Yes, the book is worth it.
Josh's book is more like a practical guide rather than text books. It give you on-the-job instructions, how to pull data from Bloomberg terminals, how to calculate certain metrics and whatnot.
If you haven't started with any finance class yet. I suggested doing crash courses with Financial Accounting, Corporate Finance, Valuation. A lot of available resource online. With accounting, way too many free courses on the internet. Regarding Corporate Finance, Valuation, I suggested you look into Damodaran courses on Youtube. In the mean time, surfing the internet, reading FAQs on WSO and articles on M&I to understand more about the industry.
If you already have basic understanding of finance.

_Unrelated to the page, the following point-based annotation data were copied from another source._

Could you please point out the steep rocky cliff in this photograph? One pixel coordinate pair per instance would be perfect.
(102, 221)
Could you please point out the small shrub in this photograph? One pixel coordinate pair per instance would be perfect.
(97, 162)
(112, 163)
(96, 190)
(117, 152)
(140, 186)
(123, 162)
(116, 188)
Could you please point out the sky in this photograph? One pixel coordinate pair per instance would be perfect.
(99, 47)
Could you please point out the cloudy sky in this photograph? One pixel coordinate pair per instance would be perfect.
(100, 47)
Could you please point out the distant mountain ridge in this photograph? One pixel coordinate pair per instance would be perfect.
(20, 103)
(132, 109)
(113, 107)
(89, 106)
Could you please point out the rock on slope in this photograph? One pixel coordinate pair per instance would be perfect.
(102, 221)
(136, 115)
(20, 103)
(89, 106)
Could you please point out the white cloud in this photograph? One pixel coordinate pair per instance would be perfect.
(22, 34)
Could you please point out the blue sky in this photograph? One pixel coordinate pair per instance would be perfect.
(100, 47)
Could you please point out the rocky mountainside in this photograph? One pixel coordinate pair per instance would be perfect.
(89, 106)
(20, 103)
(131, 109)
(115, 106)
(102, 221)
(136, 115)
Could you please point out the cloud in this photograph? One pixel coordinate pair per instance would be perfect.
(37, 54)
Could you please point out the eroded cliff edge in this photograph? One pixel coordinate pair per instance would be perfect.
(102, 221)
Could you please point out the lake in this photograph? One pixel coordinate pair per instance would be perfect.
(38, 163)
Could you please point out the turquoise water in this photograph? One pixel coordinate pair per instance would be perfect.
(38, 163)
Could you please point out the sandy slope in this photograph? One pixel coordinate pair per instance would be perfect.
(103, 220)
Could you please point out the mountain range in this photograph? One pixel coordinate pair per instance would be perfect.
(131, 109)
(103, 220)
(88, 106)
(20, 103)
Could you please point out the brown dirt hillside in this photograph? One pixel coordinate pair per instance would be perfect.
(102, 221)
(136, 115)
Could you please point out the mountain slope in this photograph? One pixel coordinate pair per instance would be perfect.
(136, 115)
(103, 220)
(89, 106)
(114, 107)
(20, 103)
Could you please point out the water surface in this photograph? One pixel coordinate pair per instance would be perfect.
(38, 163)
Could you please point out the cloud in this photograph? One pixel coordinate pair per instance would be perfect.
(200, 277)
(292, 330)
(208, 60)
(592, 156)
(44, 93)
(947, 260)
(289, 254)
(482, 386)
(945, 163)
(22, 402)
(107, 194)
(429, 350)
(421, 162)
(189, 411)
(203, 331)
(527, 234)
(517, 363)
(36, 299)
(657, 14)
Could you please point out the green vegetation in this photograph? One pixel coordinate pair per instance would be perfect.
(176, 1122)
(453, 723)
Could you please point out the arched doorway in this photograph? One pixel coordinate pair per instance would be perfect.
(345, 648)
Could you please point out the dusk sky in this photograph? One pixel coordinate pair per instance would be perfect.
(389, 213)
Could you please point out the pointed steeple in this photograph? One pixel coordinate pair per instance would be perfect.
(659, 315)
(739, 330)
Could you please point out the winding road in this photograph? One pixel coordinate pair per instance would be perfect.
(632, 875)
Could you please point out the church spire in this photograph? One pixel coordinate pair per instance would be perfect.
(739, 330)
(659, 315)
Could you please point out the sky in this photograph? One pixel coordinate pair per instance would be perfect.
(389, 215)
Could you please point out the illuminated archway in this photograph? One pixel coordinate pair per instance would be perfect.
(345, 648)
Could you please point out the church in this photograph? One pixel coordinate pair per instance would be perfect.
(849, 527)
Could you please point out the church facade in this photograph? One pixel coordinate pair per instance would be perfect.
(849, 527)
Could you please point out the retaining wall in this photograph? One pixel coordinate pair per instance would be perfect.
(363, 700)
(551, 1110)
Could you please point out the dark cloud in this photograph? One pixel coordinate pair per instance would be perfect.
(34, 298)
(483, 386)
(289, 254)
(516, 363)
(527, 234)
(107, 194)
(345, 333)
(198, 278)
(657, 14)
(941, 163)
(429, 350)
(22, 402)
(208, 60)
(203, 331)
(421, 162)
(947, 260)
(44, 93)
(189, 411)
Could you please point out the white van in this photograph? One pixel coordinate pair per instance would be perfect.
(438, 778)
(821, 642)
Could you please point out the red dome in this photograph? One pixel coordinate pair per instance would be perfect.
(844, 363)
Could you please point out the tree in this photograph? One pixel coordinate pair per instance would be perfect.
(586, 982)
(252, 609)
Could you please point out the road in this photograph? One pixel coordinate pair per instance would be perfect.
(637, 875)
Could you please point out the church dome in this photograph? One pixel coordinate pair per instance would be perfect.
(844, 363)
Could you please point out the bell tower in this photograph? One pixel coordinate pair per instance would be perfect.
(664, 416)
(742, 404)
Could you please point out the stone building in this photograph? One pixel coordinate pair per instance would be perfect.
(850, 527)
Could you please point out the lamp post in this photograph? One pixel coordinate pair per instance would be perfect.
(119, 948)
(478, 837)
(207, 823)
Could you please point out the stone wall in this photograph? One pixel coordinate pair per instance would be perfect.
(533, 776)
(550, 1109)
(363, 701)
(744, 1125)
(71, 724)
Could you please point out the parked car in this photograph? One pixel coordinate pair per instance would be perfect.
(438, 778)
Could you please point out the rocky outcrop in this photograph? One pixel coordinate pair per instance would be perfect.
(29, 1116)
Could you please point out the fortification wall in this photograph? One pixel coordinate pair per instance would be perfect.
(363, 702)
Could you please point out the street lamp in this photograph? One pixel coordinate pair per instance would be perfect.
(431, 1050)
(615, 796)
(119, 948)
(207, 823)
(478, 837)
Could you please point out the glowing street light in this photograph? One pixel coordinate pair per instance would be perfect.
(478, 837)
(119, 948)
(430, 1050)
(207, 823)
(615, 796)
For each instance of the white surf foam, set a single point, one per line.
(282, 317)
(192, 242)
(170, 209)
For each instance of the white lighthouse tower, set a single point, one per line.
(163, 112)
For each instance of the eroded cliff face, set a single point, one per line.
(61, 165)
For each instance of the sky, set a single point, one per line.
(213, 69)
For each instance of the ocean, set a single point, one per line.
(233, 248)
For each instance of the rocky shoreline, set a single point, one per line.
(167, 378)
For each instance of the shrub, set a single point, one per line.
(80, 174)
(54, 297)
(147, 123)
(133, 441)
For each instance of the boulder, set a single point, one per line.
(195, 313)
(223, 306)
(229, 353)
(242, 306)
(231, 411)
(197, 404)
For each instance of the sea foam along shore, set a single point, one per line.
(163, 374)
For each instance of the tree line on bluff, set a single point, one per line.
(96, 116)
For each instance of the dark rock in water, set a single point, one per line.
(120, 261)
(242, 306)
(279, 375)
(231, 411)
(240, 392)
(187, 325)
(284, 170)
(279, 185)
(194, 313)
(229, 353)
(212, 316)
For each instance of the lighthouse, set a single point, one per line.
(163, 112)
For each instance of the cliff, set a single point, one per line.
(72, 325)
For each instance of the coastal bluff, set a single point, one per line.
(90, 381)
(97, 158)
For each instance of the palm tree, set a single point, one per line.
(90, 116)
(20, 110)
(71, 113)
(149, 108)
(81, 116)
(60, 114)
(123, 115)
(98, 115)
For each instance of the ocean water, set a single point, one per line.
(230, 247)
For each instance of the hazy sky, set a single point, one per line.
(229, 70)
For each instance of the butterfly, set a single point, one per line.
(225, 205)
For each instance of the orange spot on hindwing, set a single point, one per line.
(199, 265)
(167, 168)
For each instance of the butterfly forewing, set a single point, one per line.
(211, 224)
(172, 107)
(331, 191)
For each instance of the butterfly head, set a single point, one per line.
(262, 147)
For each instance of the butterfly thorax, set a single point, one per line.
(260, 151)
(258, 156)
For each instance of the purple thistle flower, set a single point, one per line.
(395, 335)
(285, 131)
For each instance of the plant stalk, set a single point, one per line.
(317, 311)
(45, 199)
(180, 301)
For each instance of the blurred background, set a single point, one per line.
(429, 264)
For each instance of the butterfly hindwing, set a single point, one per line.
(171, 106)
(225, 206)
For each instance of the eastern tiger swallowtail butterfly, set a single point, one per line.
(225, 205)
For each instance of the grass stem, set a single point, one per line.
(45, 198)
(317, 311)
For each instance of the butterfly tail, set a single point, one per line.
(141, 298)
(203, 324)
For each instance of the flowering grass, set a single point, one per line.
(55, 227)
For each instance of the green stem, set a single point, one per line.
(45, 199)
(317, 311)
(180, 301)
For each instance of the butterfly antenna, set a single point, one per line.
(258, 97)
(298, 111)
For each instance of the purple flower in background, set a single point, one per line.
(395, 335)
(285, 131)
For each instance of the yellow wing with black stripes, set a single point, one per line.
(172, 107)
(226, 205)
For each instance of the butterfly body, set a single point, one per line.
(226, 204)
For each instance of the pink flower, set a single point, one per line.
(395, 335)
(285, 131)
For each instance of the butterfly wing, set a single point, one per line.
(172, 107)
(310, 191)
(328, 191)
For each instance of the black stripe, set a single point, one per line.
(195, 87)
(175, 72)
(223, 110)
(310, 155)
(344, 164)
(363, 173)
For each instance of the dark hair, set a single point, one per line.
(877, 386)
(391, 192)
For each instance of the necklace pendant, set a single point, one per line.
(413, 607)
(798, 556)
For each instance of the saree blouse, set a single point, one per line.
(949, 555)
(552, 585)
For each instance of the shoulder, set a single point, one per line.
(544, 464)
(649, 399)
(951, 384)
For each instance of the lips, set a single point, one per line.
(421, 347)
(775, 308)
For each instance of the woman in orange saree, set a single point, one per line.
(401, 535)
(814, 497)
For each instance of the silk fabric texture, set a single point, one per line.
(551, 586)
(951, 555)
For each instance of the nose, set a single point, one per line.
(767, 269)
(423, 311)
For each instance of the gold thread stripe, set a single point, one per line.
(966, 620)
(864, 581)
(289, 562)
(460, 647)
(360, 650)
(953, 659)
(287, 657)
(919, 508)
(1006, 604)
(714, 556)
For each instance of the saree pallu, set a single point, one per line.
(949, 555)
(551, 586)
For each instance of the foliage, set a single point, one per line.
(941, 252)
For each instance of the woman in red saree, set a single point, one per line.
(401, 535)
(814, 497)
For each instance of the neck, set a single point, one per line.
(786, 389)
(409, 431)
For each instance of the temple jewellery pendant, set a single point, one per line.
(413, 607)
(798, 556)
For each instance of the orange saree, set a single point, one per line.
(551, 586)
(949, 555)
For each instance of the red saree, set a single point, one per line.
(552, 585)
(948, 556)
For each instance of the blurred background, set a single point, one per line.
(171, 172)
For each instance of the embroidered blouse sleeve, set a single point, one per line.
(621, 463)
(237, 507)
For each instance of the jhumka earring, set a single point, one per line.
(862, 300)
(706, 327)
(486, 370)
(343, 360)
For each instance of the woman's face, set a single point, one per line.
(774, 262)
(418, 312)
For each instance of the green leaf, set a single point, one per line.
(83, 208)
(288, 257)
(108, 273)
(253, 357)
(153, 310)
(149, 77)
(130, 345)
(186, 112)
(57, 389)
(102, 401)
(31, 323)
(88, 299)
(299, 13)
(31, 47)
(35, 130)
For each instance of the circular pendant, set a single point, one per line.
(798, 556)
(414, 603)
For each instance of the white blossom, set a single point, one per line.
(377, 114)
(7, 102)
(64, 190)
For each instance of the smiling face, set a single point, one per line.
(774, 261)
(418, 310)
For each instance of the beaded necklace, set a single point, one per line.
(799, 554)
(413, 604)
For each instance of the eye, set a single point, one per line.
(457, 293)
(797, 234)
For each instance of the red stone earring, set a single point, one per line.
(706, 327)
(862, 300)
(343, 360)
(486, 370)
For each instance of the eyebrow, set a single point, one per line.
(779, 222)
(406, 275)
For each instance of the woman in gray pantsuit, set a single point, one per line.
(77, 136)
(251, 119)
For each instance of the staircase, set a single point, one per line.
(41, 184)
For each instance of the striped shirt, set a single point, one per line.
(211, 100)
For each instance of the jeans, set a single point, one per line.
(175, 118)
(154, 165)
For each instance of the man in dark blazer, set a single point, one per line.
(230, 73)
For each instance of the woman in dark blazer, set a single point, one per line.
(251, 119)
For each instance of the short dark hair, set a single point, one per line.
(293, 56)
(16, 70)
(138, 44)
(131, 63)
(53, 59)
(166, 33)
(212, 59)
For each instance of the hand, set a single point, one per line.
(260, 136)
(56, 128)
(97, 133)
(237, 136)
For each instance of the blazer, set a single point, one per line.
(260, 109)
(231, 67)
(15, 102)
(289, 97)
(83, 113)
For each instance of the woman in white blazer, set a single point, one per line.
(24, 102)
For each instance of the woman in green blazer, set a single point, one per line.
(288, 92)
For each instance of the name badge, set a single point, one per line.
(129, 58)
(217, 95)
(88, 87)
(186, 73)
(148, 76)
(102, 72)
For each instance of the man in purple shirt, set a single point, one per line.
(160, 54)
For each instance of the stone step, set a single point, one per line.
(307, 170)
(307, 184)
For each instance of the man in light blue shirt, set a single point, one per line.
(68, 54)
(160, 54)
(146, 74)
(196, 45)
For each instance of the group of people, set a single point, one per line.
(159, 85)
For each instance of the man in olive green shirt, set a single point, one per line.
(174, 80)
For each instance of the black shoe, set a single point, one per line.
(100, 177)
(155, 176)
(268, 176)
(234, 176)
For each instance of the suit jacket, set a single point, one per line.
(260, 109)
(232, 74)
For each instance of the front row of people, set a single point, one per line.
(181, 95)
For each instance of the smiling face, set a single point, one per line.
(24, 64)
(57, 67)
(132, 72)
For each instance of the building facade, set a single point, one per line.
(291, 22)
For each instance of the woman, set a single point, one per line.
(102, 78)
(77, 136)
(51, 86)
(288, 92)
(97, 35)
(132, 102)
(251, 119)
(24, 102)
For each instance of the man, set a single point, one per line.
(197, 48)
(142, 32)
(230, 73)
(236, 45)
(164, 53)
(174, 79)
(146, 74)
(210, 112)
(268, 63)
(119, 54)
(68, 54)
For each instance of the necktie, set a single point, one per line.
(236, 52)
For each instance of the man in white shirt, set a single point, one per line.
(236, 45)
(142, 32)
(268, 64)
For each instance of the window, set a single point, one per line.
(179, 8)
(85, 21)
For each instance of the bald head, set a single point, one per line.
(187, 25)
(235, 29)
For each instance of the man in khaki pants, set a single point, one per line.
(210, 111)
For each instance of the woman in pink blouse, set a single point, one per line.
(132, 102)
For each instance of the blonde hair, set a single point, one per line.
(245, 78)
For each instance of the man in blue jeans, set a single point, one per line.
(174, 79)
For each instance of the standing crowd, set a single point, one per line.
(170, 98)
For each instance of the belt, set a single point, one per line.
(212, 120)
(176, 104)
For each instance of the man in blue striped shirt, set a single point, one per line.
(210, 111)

Then you can move on to BIWS/WSP courses.
It gives you a practical guide, describes what the banker does step by step, describes the entire sell-side and buy-side process, and it has pretty much the majority of the technical knowledge you will need to succeed in IBD interviews (slightly lacking on the accounting side).
I would disagree slightly with your comment on doing courses. Most of them are far too theoretical (certainly those at university) with
Are there any pre-requisites that you recommend I do before getting the book? I don't want to jump in the book cold turkey.
If you're looking for more of a "fun" read that also happens to be a good intro to IB, check out Monkey Business by Peter Troob and his friend (can't remember name)
Personally, I would advise to extensively read the threads on this site. By doing so, you get a solid working understanding of how things work. Just have to sift through and sperate the solid content from the noise.